Pour les exposer avec ordre,
distinguons avant toutes choses deux sortes de faits et deux sortes d'hommes que
nous pouvons condamner ; ou plutôt ne distinguons rien de nous-mêmes, mais
écoutons la distinction que nous donne l'Apôtre. Il y en a dont les actions sont
manifestement criminelles, et d'autres dont les conduites peuvent avoir un bon
et un mauvais sens. Il faut aujourd'hui poser des maximes pour bien régler notre
jugement dans ces deux rencontres, de peur qu'il ne s'égare et ne se dévoie.
Cette distinction est très-importante, et saint Paul n'a pas dédaigné de la
remarquer lui même, écrivant ces mots à saint Timothée : « Il y a des hommes,
dit-il, dont les péchés sont manifestes et précèdent le jugement que nous en
faisons ; et aussi il y en a d'autres qui suivent le jugement (b) : »

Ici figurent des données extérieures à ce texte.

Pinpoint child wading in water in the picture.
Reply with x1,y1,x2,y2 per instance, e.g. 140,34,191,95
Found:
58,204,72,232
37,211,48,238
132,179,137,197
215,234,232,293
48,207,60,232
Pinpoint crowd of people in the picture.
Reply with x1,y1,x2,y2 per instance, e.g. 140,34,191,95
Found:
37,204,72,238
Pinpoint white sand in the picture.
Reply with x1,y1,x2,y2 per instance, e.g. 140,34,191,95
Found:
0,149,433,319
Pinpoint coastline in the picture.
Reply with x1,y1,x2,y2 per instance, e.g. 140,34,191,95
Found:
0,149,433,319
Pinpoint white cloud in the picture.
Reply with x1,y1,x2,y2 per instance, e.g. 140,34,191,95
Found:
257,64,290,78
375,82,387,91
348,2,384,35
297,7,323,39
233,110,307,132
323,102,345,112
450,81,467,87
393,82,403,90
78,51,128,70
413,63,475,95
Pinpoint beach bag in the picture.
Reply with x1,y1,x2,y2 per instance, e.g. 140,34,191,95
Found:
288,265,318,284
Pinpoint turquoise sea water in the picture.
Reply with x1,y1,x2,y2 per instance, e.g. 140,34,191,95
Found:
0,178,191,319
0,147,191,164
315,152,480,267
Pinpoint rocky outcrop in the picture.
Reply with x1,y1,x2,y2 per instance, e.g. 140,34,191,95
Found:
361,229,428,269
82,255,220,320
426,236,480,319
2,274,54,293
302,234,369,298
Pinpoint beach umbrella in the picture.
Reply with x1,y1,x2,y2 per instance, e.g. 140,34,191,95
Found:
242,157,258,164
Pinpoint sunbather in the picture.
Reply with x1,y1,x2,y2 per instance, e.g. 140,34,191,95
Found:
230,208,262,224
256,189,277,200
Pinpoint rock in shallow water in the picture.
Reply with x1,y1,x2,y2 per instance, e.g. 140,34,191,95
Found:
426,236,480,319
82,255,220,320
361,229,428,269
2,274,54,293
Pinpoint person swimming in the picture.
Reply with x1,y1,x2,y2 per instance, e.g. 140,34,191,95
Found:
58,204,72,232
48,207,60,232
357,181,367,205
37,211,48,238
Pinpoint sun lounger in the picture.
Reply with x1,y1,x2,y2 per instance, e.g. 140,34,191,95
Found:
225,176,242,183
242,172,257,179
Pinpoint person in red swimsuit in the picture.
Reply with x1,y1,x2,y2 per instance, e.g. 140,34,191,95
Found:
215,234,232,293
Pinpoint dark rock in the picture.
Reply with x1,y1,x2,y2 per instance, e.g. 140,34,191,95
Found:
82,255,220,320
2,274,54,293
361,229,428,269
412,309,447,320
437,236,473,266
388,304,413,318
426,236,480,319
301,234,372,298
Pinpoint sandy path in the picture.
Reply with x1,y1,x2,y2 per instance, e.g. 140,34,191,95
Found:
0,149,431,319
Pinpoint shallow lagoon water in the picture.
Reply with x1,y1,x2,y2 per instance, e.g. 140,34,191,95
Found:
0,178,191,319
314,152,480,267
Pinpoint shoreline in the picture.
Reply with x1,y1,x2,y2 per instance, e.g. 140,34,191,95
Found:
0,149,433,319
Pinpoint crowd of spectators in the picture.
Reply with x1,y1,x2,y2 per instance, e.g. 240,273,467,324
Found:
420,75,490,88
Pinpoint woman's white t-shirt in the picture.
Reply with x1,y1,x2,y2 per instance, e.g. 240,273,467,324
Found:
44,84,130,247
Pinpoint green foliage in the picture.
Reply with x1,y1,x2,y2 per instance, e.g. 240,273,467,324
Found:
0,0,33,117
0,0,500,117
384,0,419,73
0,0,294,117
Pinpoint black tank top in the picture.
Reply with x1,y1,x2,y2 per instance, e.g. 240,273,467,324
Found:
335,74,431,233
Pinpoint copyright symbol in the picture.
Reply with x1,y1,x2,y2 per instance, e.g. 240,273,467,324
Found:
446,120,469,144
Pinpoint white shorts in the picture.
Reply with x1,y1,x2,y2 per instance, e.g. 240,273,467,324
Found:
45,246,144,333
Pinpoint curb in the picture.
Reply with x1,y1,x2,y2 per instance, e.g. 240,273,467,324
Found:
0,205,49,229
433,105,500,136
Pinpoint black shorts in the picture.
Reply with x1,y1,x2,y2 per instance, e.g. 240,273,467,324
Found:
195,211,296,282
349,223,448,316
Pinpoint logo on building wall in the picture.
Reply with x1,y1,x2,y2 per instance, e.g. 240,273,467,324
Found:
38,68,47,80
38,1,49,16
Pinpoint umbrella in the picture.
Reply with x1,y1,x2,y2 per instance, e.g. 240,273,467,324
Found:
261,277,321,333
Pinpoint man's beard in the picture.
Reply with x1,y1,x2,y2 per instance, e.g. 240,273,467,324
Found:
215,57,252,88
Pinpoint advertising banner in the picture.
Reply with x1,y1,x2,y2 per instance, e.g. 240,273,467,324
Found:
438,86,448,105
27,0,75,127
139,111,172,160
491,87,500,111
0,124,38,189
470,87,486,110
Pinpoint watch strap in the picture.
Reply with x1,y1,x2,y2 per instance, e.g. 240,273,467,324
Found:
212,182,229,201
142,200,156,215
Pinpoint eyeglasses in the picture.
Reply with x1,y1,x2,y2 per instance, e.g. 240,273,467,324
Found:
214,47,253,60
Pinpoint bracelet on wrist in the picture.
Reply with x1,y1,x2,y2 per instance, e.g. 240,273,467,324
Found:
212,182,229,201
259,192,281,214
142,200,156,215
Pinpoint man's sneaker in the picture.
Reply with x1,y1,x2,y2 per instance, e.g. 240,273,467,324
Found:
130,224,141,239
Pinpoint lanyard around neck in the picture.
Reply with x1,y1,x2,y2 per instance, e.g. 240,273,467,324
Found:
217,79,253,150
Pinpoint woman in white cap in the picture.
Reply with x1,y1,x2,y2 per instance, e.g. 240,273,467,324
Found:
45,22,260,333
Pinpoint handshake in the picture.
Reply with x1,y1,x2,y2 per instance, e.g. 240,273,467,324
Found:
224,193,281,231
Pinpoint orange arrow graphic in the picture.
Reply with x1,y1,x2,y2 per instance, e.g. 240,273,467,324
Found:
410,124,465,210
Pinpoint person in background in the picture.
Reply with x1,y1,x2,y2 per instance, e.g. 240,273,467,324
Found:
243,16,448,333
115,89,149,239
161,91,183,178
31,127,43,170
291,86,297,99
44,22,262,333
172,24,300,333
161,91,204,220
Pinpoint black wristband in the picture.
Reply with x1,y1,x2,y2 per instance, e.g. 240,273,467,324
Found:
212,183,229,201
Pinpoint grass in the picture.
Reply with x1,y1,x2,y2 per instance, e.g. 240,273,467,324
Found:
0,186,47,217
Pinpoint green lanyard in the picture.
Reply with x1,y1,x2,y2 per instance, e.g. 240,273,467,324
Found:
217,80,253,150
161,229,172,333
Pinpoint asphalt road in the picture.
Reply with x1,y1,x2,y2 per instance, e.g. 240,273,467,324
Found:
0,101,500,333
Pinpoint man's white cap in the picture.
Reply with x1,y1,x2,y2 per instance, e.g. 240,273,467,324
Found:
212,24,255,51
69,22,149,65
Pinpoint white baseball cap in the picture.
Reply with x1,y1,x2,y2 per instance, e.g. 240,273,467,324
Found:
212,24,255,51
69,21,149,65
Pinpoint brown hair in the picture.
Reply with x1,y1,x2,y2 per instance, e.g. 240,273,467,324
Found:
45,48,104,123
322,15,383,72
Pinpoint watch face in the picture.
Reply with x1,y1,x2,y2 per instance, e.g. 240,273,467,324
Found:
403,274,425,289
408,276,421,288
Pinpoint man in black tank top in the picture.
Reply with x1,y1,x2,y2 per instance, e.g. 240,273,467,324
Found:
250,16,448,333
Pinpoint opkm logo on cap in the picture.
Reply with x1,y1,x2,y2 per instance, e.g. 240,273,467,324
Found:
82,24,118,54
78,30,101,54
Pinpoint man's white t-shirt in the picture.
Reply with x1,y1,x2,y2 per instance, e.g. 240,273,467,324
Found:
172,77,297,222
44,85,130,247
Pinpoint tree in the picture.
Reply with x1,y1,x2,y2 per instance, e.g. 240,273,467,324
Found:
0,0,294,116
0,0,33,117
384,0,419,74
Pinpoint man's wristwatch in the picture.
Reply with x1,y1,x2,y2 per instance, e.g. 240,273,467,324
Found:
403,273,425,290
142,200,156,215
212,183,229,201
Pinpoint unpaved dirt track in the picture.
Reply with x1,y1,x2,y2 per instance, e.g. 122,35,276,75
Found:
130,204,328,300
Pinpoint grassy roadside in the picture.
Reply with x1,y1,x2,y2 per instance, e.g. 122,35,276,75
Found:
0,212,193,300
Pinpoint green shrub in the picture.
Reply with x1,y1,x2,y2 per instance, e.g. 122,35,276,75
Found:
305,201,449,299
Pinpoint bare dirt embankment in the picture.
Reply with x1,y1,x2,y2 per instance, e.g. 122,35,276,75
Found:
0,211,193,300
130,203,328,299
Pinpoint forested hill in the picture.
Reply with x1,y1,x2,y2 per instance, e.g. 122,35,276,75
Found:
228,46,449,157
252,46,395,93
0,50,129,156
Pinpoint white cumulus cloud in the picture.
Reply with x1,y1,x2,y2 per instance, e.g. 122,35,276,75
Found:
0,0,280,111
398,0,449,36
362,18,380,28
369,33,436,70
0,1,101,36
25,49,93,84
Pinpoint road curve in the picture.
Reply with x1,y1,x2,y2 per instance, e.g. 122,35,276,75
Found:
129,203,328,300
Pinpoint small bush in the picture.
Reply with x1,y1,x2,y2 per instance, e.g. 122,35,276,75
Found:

Quorumdam hominum peccata manifesta sunt, pracedentia ad judicium; quosdam autem
et subsequuntur (1).
Ce passage de l'Apôtre est assez
obscur, mais l'interprétation de saint Augustin nous éclaircira sa pensée. Il y
a donc des actions, dit saint Augustin (2), qui portent leur jugement en elles
mêmes et dans leurs propres excès. Par exemple, pour nous restreindre aux termes
de notre évangile, un adultère public, c'est un crime si manifeste, que nous
pouvons condamner sans témérité ceux qui en sont convaincus, parce que la
condamnation que nous en faisons est si clairement précédée par celle qui est
empreinte dans la malice de l'acte, que le jugement que nous en portons ne
pouvant jamais être faux, ne peut par conséquent être téméraire. Mais il y a
d'autres actions dont les motifs sont douteux et les intentions incertaines, qui
peuvent être expliquées, ainsi que je l'ai dit, d'un
1 I Timoth., V, 24. — 2 De
Serm. Domini in monte, lib. II, cap. XVIII, n. 60.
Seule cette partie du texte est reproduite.